Friday, April 5, 2013

Naked Joe Biden, Aqua Velva, and My Bashed In Skull

I have spasms at random moments, because I have cerebral palsy. To me, it is like skipping a frame, where my elbow or my neck contract and then move back into place, only overshooting their mark. A cold wind in winter will do this, as does unexpectedly cold water. I'm sure there are some sort of brain waves hoo-har involved, as well, because I'm not spasming like a jack-in-the-box half of the year. And I promise, there is a Naked Joe Biden in this story.

I was at LA Fitness earlier, swam a half mile, went into the sauna, then the shower. Whatever the reason, I had just turned the water on when the left side of my head smashed the metal piping on the wall. I am quite used to the impact, never the suddenness. I'm fine, then I'm my real crippled self all of a sudden. I have my stash in the Jet Blue sort of touristy backpack with drawstrings.I toss my shampoo and soap inside. I'm annoyed with myself because this has never happened around anyone before.  Note: I've added a few photos from past accidents to show that these are everyday occurrences for me, just not for the guys at the gym.

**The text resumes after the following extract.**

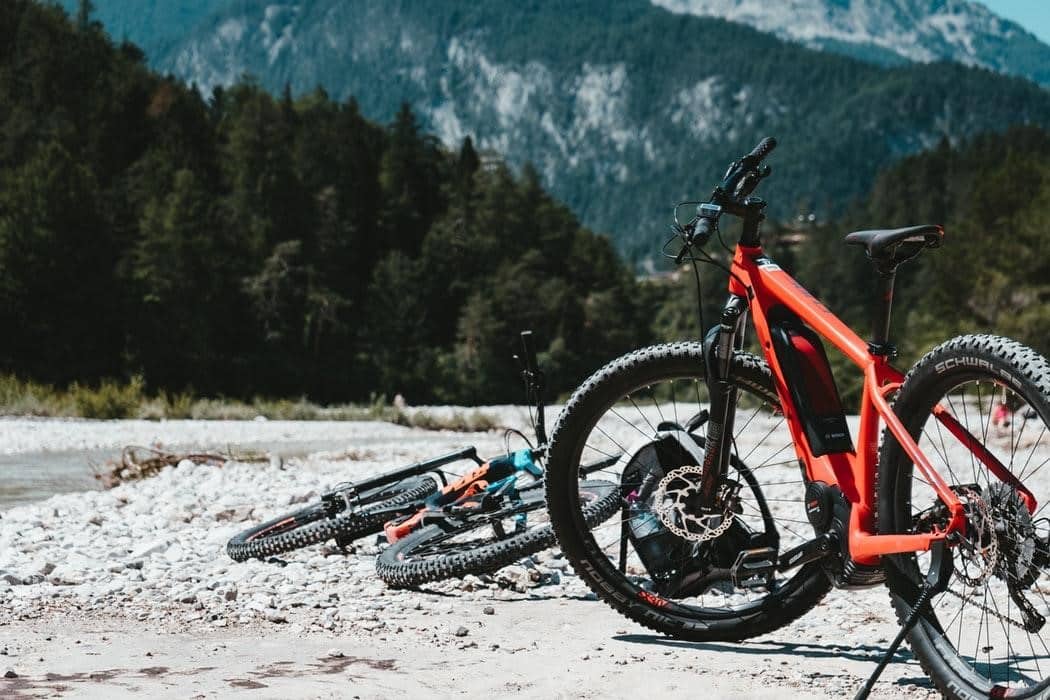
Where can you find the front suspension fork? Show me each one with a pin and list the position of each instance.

I always have a blue bandana in the bag. I slapped it over my head and I could tell the extent of the bleeding because of how the stiff bandana took to the contour of my bean head. My own towel wrapped around me, I went back to my locker. The room was maybe half full. I sat down, thinking that I probably looked like a Picasso version of Bruce Springsteen. A guy getting dressed next to me went and grabbed some towels and unfolded them and gave them to me. By then I had taken the bandana off. I had just gotten my head shaved on Wednesday, so when I took the bandana off it made a squeegee like sound.

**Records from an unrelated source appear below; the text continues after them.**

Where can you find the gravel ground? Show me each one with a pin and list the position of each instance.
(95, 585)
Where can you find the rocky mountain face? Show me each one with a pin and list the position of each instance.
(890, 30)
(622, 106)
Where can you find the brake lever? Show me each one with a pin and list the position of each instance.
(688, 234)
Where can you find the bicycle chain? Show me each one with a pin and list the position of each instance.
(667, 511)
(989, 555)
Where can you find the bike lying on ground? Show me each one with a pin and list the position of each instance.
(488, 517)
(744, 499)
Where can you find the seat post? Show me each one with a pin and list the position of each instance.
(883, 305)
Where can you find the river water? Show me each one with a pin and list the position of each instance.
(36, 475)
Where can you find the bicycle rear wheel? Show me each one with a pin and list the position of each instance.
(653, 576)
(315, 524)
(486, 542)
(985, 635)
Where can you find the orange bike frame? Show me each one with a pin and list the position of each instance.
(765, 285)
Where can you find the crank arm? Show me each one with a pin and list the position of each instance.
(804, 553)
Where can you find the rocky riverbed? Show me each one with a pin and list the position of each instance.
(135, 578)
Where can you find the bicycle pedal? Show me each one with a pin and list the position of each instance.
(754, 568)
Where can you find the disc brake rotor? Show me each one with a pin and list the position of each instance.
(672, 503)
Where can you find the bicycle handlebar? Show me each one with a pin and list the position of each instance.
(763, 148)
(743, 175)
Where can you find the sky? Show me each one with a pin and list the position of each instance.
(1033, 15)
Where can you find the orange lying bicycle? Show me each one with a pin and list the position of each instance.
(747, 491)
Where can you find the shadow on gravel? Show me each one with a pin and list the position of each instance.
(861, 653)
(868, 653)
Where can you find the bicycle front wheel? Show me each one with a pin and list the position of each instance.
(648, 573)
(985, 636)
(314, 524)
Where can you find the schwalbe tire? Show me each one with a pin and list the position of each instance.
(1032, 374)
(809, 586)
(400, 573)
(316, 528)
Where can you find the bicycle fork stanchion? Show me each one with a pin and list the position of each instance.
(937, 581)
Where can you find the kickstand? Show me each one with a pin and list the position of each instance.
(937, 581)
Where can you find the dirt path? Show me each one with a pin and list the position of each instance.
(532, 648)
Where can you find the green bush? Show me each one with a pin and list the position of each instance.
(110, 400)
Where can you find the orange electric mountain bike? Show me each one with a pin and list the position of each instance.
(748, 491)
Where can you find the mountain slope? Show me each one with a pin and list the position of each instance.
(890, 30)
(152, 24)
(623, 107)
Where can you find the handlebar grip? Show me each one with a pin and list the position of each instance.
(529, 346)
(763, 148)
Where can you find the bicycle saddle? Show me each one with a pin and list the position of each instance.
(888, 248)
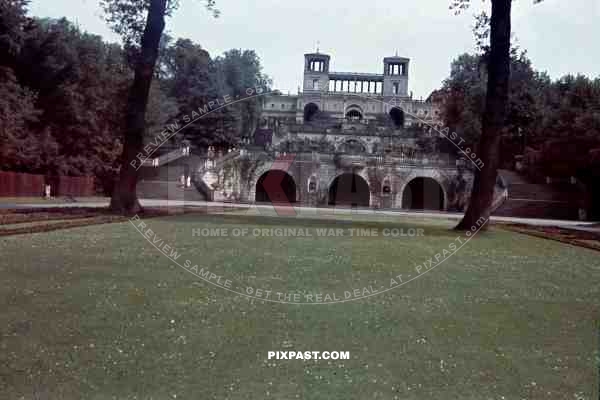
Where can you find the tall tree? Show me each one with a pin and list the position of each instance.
(494, 116)
(143, 23)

Several guys around me, none worried about the blood. No one took any cell phone shots because, you know, everyone was mostly naked. I was simply unable to get the blood to stop seeping out, and I'm sure it had to do with the whole body pores being open, that's why you are warm in winter after leaving the gym etc. etc. Naked Joe Biden saved the day. The guy does look like Biden, and like a lot of the older men in their sixties who might be used to old-timey bath houses--he walks around the joint naked. Looks at himself in the mirror, takes a piss, wanders around making conversations.

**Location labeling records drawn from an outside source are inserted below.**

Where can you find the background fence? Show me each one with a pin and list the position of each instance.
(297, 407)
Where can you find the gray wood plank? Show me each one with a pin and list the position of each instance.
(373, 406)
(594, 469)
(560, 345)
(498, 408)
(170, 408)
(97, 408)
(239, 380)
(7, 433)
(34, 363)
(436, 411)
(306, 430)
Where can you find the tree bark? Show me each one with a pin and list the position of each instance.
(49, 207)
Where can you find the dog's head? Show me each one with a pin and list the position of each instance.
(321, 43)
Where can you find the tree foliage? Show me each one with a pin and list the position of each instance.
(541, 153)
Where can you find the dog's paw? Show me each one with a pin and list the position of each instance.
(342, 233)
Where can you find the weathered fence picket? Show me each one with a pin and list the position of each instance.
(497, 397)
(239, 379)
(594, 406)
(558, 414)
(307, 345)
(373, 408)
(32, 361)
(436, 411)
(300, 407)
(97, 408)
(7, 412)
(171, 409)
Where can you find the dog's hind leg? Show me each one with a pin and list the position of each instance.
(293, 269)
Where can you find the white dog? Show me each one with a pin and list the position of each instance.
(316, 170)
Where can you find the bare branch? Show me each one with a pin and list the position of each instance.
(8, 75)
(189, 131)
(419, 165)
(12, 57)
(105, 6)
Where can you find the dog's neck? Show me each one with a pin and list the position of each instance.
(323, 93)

NJB has the solution, one I was closing in on as I had some after shave on me, because I hate the smell of cologne. NJB had the real deal. Aqua Velva Blue. Highest alcohol content of ALL the Aqua Velvas. Slapping it on my head was like lighting gunpowder. It still bled, but not as bad. Another guy gave me his Ohio State cap and I pushed the bandana up into the side and then put the cap on. I left, sat around, letting the sun and the wind do their elemental things. Took the photos above, Secured the cap back on and followed through with the rest of my chores. Went into HOBO to buy a garden hose.

3 comments:

Rawn of the Dead said...

A manly triumph of our Z man, the one and only Wayne of the triumphant consonants, verbs, and an understated prose that prolongs the notion that you are not actually reading and only gazing at pictures until it is way too late and you find yourself so entangled in clever unobtrusive words that you are strangling your eyes to get them move faster from one word onward . . . only to realize that the joy is over . . . the words are read . . . and damn it--you WANT MORE!!!

Wayne Allen Sallee said...

Thanks, Rawn! Appreciate the response. You've got some pretty decent prose going yourself...

Charles Gramlich said...

Well at least naked Biden didn't have to do a Darrell on your head with a knife the way Darrell had to do with Merle! Spasms are on thing, zombification another.